The club’s facility is used primarily by their own teams during the school day (2pm-8pm) and is rented out to other organizations such as Boston Ski and Sports club in the evenings 8pm-12am and on weekends. BSSC is one of the nation’s largest and longest running social sports clubs for adults with a range of recreational activities for over 50,000 active adults in and around Greater Boston and 14 full-time dedicated staffers.

The Winchester Soccer Club serves more than 1,200 players locally on any given Saturday charging each player, depending on the age group anywhere from $150 to $275 dollars per player per season. They also have an additional 700 players in a regional club program, SFC New England, charging $2,700 per year. Patel emphasized that any surplus is reinvested into lowering fees or sponsoring community programs.
WSC offers Winchester Recreation free indoor space for up to half day programming before school lets out. Seasonally dependent, WSC pays WinRec to use their fields for league play on town fields. WinRec also owns their own building, a converted old elementary school where they run after school programs on a turf field and various courts.

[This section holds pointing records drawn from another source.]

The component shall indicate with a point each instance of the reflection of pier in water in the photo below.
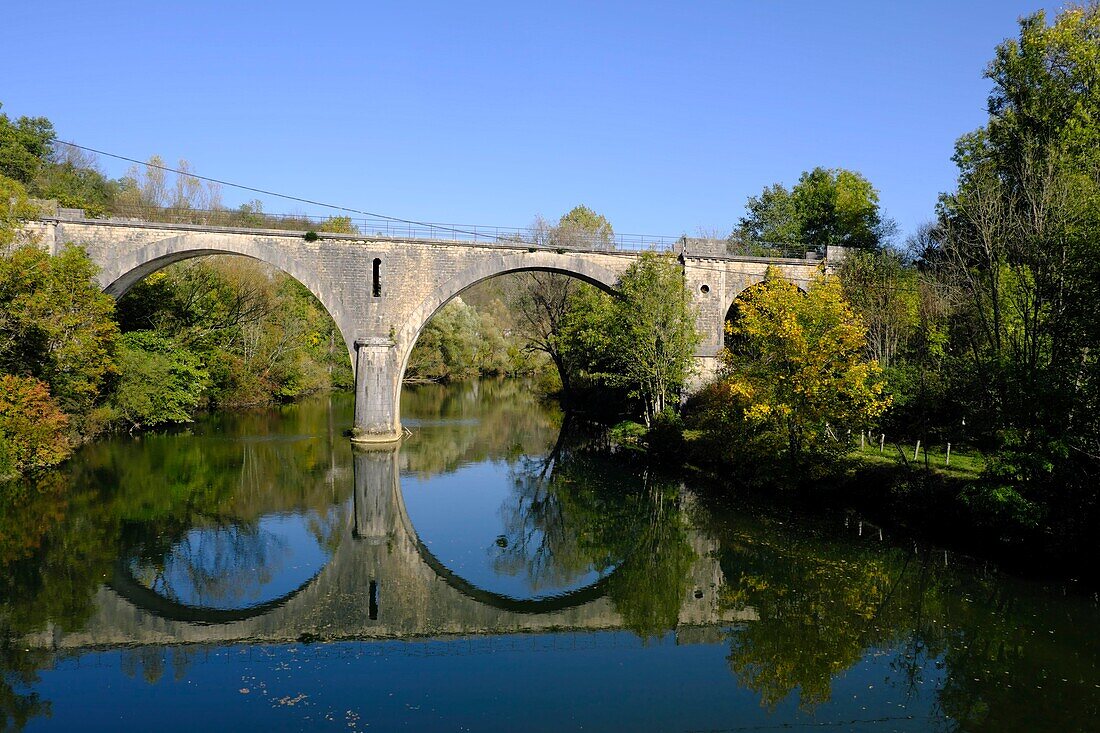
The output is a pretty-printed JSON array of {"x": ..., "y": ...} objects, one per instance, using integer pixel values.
[{"x": 382, "y": 582}]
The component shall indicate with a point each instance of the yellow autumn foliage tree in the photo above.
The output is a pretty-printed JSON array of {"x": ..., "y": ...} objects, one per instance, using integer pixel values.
[{"x": 794, "y": 378}]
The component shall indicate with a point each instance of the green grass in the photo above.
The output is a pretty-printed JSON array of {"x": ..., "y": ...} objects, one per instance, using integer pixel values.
[{"x": 968, "y": 463}]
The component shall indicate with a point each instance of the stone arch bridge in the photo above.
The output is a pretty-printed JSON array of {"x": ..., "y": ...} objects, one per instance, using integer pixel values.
[{"x": 382, "y": 291}]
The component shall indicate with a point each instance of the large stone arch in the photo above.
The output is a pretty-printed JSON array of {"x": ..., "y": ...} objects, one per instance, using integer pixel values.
[
  {"x": 123, "y": 272},
  {"x": 381, "y": 361}
]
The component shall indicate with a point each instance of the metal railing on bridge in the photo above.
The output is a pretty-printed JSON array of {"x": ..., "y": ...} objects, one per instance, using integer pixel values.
[{"x": 540, "y": 237}]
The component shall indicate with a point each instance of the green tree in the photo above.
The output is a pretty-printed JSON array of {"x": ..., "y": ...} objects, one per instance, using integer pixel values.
[
  {"x": 14, "y": 210},
  {"x": 794, "y": 376},
  {"x": 582, "y": 227},
  {"x": 56, "y": 325},
  {"x": 543, "y": 302},
  {"x": 653, "y": 330},
  {"x": 1020, "y": 251},
  {"x": 158, "y": 381},
  {"x": 828, "y": 207},
  {"x": 32, "y": 427},
  {"x": 24, "y": 145}
]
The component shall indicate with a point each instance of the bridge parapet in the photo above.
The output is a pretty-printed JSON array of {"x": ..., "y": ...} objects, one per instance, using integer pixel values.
[{"x": 381, "y": 290}]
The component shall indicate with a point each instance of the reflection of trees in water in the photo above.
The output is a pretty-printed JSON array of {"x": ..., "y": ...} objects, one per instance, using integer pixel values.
[
  {"x": 125, "y": 495},
  {"x": 826, "y": 601},
  {"x": 576, "y": 512},
  {"x": 217, "y": 566},
  {"x": 471, "y": 422}
]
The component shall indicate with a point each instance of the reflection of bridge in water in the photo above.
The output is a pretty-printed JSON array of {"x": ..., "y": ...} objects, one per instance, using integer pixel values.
[{"x": 381, "y": 582}]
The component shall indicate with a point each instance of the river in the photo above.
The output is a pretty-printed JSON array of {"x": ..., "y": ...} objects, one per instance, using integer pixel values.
[{"x": 497, "y": 571}]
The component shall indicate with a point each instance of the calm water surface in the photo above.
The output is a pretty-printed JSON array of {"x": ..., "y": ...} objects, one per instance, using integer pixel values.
[{"x": 496, "y": 572}]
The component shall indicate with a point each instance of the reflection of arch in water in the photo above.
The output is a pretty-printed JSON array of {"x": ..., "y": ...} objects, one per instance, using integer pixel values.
[
  {"x": 124, "y": 583},
  {"x": 381, "y": 517},
  {"x": 383, "y": 535}
]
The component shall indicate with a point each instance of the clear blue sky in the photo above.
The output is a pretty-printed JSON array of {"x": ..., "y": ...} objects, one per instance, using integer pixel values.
[{"x": 662, "y": 117}]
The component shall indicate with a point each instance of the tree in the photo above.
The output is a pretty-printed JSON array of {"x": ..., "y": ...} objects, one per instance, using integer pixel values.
[
  {"x": 1021, "y": 249},
  {"x": 883, "y": 291},
  {"x": 794, "y": 376},
  {"x": 541, "y": 301},
  {"x": 14, "y": 210},
  {"x": 828, "y": 207},
  {"x": 582, "y": 227},
  {"x": 653, "y": 334},
  {"x": 160, "y": 382},
  {"x": 23, "y": 146},
  {"x": 56, "y": 325},
  {"x": 32, "y": 427}
]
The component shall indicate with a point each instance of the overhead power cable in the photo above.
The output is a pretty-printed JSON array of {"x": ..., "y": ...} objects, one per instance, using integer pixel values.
[{"x": 264, "y": 192}]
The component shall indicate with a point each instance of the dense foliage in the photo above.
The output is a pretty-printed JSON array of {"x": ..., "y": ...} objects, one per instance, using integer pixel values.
[
  {"x": 825, "y": 208},
  {"x": 794, "y": 380}
]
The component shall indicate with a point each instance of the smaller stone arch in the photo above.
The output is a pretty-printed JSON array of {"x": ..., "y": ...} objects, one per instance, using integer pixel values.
[{"x": 120, "y": 274}]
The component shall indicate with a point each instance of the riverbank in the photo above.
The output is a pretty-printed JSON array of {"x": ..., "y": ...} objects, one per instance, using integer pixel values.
[{"x": 925, "y": 500}]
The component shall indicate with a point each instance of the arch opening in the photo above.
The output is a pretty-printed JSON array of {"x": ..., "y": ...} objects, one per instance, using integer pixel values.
[
  {"x": 256, "y": 331},
  {"x": 495, "y": 295}
]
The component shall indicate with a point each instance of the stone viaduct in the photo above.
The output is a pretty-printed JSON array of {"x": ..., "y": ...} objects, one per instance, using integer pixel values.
[
  {"x": 381, "y": 582},
  {"x": 382, "y": 291}
]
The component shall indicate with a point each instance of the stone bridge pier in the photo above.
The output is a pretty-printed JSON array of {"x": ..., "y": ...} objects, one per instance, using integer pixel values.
[{"x": 382, "y": 291}]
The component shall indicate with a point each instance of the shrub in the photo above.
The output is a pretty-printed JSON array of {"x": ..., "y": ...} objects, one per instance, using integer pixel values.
[{"x": 33, "y": 429}]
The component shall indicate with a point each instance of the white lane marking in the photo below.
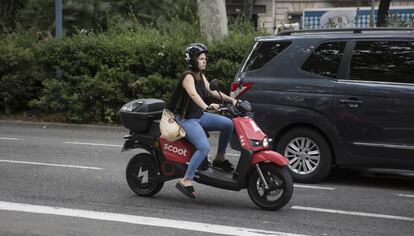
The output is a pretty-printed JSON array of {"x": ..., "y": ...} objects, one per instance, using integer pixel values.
[
  {"x": 12, "y": 139},
  {"x": 49, "y": 164},
  {"x": 354, "y": 213},
  {"x": 313, "y": 187},
  {"x": 405, "y": 195},
  {"x": 140, "y": 220},
  {"x": 233, "y": 154},
  {"x": 94, "y": 144}
]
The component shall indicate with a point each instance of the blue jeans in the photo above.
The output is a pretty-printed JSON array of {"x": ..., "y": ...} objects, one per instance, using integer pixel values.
[{"x": 195, "y": 134}]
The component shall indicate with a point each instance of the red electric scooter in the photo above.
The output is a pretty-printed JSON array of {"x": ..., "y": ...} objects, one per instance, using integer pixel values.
[{"x": 262, "y": 171}]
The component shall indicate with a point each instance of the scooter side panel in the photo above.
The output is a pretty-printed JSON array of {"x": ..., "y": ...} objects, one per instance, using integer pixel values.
[
  {"x": 179, "y": 151},
  {"x": 248, "y": 130},
  {"x": 269, "y": 156}
]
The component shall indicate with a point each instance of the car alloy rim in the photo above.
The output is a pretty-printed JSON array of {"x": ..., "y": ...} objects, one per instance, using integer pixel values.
[{"x": 303, "y": 155}]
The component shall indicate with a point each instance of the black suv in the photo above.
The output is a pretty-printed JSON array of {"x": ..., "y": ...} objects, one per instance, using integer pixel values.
[{"x": 333, "y": 97}]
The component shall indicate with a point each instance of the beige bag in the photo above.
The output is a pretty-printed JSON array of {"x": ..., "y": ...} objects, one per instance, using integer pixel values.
[{"x": 170, "y": 129}]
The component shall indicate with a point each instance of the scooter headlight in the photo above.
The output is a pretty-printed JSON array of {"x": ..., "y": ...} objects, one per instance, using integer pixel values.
[{"x": 265, "y": 142}]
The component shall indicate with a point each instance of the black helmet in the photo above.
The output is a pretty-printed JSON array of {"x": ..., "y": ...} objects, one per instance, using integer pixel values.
[{"x": 191, "y": 53}]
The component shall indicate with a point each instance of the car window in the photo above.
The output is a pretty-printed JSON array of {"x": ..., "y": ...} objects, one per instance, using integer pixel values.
[
  {"x": 391, "y": 61},
  {"x": 325, "y": 59},
  {"x": 264, "y": 52}
]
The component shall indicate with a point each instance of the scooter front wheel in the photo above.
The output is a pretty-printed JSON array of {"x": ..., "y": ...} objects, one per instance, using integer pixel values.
[
  {"x": 280, "y": 185},
  {"x": 142, "y": 175}
]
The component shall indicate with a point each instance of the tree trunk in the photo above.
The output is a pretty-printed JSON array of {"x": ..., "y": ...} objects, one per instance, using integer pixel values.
[
  {"x": 213, "y": 19},
  {"x": 383, "y": 12}
]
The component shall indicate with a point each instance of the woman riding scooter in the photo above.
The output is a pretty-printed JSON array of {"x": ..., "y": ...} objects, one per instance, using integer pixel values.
[{"x": 189, "y": 102}]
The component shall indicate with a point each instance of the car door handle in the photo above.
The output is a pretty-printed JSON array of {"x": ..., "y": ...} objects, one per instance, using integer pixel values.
[{"x": 351, "y": 102}]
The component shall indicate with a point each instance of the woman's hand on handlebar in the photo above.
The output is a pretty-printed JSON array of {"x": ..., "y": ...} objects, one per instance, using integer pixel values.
[
  {"x": 213, "y": 107},
  {"x": 234, "y": 102}
]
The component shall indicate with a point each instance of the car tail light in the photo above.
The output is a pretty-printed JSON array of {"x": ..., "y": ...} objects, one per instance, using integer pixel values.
[{"x": 236, "y": 90}]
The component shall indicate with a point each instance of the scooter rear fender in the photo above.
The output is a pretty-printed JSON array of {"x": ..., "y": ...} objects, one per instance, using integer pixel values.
[{"x": 269, "y": 156}]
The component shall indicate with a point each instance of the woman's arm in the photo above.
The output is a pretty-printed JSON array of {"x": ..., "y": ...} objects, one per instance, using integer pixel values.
[
  {"x": 216, "y": 95},
  {"x": 189, "y": 86}
]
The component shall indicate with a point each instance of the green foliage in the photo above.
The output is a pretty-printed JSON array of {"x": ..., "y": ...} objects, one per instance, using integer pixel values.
[
  {"x": 89, "y": 76},
  {"x": 92, "y": 15},
  {"x": 19, "y": 79}
]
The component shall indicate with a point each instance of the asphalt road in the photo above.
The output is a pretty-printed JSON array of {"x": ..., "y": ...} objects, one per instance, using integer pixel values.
[{"x": 70, "y": 180}]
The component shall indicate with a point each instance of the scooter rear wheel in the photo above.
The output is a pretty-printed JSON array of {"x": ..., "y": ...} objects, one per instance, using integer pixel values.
[
  {"x": 142, "y": 175},
  {"x": 280, "y": 185}
]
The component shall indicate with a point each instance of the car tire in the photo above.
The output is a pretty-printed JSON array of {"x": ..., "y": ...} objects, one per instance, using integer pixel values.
[{"x": 308, "y": 152}]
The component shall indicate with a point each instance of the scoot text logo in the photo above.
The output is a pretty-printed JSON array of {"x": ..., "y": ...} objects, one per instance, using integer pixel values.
[{"x": 179, "y": 151}]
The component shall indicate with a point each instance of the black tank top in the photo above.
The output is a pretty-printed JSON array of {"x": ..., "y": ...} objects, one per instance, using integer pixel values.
[
  {"x": 180, "y": 98},
  {"x": 193, "y": 110}
]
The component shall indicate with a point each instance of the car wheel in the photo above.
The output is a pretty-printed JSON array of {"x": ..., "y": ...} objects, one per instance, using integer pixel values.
[{"x": 308, "y": 152}]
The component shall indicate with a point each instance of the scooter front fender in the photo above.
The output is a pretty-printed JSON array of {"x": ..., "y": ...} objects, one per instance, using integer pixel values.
[{"x": 269, "y": 156}]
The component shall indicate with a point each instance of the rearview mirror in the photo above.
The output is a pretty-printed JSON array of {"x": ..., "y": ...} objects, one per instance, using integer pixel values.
[{"x": 214, "y": 85}]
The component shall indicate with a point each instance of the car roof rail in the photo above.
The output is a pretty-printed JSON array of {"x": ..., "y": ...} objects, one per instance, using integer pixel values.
[{"x": 342, "y": 30}]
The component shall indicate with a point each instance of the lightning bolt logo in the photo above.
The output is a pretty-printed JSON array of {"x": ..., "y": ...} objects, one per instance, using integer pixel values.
[{"x": 144, "y": 175}]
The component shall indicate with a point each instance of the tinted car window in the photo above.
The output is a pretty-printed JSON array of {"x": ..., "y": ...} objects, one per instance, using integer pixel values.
[
  {"x": 325, "y": 60},
  {"x": 263, "y": 53},
  {"x": 391, "y": 61}
]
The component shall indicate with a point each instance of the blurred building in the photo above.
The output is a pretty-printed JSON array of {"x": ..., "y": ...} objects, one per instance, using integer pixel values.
[{"x": 273, "y": 13}]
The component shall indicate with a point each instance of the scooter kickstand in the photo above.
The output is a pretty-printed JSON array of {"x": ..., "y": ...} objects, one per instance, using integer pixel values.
[{"x": 261, "y": 176}]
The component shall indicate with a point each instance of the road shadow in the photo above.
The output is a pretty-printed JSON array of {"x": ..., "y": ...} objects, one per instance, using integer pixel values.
[{"x": 381, "y": 178}]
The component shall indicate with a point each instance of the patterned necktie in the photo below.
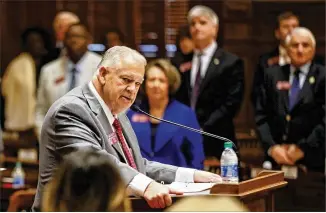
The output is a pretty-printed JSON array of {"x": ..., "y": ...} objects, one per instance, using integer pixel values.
[
  {"x": 73, "y": 79},
  {"x": 123, "y": 143},
  {"x": 295, "y": 89},
  {"x": 195, "y": 89}
]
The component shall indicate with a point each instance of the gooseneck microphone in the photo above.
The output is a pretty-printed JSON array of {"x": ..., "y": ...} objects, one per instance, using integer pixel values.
[{"x": 136, "y": 108}]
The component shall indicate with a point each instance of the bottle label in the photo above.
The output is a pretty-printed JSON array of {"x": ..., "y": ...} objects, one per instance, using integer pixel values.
[
  {"x": 18, "y": 182},
  {"x": 229, "y": 171}
]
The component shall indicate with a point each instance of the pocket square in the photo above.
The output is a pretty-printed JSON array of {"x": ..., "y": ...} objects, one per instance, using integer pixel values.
[
  {"x": 185, "y": 66},
  {"x": 283, "y": 85},
  {"x": 59, "y": 80}
]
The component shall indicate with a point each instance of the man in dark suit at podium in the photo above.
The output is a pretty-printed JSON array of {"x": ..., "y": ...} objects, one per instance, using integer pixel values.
[
  {"x": 290, "y": 110},
  {"x": 212, "y": 80}
]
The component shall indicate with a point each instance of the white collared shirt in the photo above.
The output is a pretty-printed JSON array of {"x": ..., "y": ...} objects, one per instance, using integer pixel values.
[
  {"x": 283, "y": 56},
  {"x": 303, "y": 74},
  {"x": 139, "y": 183},
  {"x": 79, "y": 68},
  {"x": 206, "y": 57}
]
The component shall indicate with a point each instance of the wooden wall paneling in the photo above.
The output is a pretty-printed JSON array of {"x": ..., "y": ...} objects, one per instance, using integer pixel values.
[
  {"x": 237, "y": 19},
  {"x": 152, "y": 25},
  {"x": 106, "y": 16}
]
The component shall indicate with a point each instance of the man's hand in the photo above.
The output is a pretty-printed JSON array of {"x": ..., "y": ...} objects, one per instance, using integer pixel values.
[
  {"x": 158, "y": 195},
  {"x": 295, "y": 153},
  {"x": 280, "y": 155},
  {"x": 206, "y": 177}
]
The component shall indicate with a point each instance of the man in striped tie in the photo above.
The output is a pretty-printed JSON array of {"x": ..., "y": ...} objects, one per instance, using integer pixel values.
[{"x": 93, "y": 115}]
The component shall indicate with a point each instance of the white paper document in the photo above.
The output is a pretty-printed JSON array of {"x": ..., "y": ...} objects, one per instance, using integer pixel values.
[{"x": 191, "y": 187}]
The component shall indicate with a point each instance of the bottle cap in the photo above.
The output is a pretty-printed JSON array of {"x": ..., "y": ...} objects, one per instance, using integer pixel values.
[
  {"x": 228, "y": 145},
  {"x": 18, "y": 165}
]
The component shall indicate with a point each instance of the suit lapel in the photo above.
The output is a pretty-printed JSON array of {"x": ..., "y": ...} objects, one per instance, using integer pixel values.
[
  {"x": 211, "y": 69},
  {"x": 165, "y": 131},
  {"x": 132, "y": 141},
  {"x": 285, "y": 76},
  {"x": 306, "y": 88},
  {"x": 101, "y": 116}
]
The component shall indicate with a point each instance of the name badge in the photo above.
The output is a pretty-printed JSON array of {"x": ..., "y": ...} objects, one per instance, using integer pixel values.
[
  {"x": 290, "y": 172},
  {"x": 113, "y": 139}
]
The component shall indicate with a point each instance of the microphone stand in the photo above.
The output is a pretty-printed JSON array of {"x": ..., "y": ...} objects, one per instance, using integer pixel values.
[{"x": 137, "y": 109}]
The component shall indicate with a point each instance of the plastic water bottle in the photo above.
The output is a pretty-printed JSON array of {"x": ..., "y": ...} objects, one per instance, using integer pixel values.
[
  {"x": 18, "y": 176},
  {"x": 229, "y": 164}
]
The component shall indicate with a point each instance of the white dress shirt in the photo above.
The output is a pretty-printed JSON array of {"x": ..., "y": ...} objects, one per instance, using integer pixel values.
[
  {"x": 303, "y": 74},
  {"x": 140, "y": 182},
  {"x": 18, "y": 89},
  {"x": 55, "y": 78},
  {"x": 206, "y": 57},
  {"x": 283, "y": 57}
]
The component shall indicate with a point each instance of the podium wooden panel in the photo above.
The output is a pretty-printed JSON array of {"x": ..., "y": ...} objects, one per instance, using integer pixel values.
[{"x": 257, "y": 193}]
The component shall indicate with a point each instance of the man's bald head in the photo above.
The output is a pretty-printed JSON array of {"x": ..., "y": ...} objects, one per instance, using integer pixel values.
[{"x": 61, "y": 23}]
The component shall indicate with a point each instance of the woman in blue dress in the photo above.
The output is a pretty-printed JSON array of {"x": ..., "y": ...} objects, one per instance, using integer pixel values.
[{"x": 161, "y": 141}]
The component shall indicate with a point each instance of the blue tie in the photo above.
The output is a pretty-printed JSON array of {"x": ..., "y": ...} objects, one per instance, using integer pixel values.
[
  {"x": 295, "y": 89},
  {"x": 198, "y": 79},
  {"x": 73, "y": 79}
]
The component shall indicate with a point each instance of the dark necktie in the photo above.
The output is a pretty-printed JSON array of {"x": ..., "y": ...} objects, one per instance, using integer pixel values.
[
  {"x": 73, "y": 79},
  {"x": 198, "y": 79},
  {"x": 295, "y": 89},
  {"x": 123, "y": 143}
]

Patel reported that they pay a percentage of revenue to coaches, for facilities upkeep, and to Teamworks. They share revenue with Teamworks and as a nonprofit use the money to lower costs for their players and sponsor local town sports. Teamworks will run summer camps with up to 200 kids a week using the indoor space which is popular on 100 degree days.

The SFC New England club program has 48 teams. Of the 1,400 plus kids who registered to try out for SFC, 700 kids were cut. Winchester Rec has 1,200 kids on the town teams.